Chief official Ollie Byrne said: “There’s no chance of being able to play at Tolka Park for at least three to four weeks - and if we are able to play then, it may be that we might have to play on Sunday afternoons.”

While generators pumped out sludge from the devastated premises - including the new stand - teams of club supporters joined officials in a major weekend clean up.

“The flood water has been up about eight feet on the ground and in the bars and in the boardroom,” Mr Flood said.

“The floodlighting is gone, needless to say, because the waters got into it. The floorboards have lifted in all the rooms - the bars, the boardroom. The wooden floors just buckled. All the internal furnishings are destroyed.”

Some club memorabilia was also hit by the floods.

“We’re still trying to do an audit on what has been damaged,” said the club chairman.

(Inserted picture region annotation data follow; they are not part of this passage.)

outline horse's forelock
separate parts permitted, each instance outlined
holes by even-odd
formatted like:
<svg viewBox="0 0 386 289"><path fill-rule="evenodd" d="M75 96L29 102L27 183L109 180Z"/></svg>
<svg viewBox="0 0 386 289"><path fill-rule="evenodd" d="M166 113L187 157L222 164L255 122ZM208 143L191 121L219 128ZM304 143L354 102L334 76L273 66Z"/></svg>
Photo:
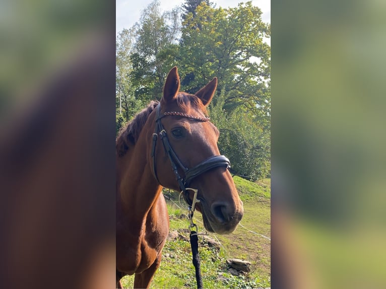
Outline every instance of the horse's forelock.
<svg viewBox="0 0 386 289"><path fill-rule="evenodd" d="M191 108L195 110L202 111L206 115L208 115L206 108L200 99L195 95L179 92L177 95L176 100L178 107L185 111L188 111Z"/></svg>

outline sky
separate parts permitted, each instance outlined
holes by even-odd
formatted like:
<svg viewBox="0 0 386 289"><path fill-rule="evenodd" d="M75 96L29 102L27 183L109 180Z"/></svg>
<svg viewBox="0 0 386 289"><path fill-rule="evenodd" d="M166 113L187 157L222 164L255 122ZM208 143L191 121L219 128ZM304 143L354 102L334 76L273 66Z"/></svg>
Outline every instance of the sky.
<svg viewBox="0 0 386 289"><path fill-rule="evenodd" d="M117 33L123 28L130 28L140 20L141 12L153 0L116 0L115 12L115 32ZM247 0L212 0L216 7L228 8L236 7L241 2ZM170 11L176 6L180 6L184 0L160 0L161 9ZM252 0L252 4L257 6L263 12L264 22L271 23L271 0Z"/></svg>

“Some of the pictures on the walls, of old events and old teams and the like...some of the water came up and just covered them. But they may dry out.”

Mr Flood paid tribute to the club supporters: “They were working in dreadful conditions, freezing cold, trying to do a job on it. It’s a mammoth task. It’s only when you go down to the pitch that you realise what happened.”

Despite the heartbreak at seeing his club grounds devastated, Mr Flood acknowledged the anguish of the people along Richmond Road, across from the pitch. “We’re bad, but you look at the houses opposite who have the same problem - all their destroyed furniture out in their gardens,” he said. “It’s tragic for everybody down around there.”

Shelbourne’s game against Derry City will be re-fixed for a future date. The club hopes to swap next Friday’s match against Bray Wanderers and play it at the Carlisle Grounds.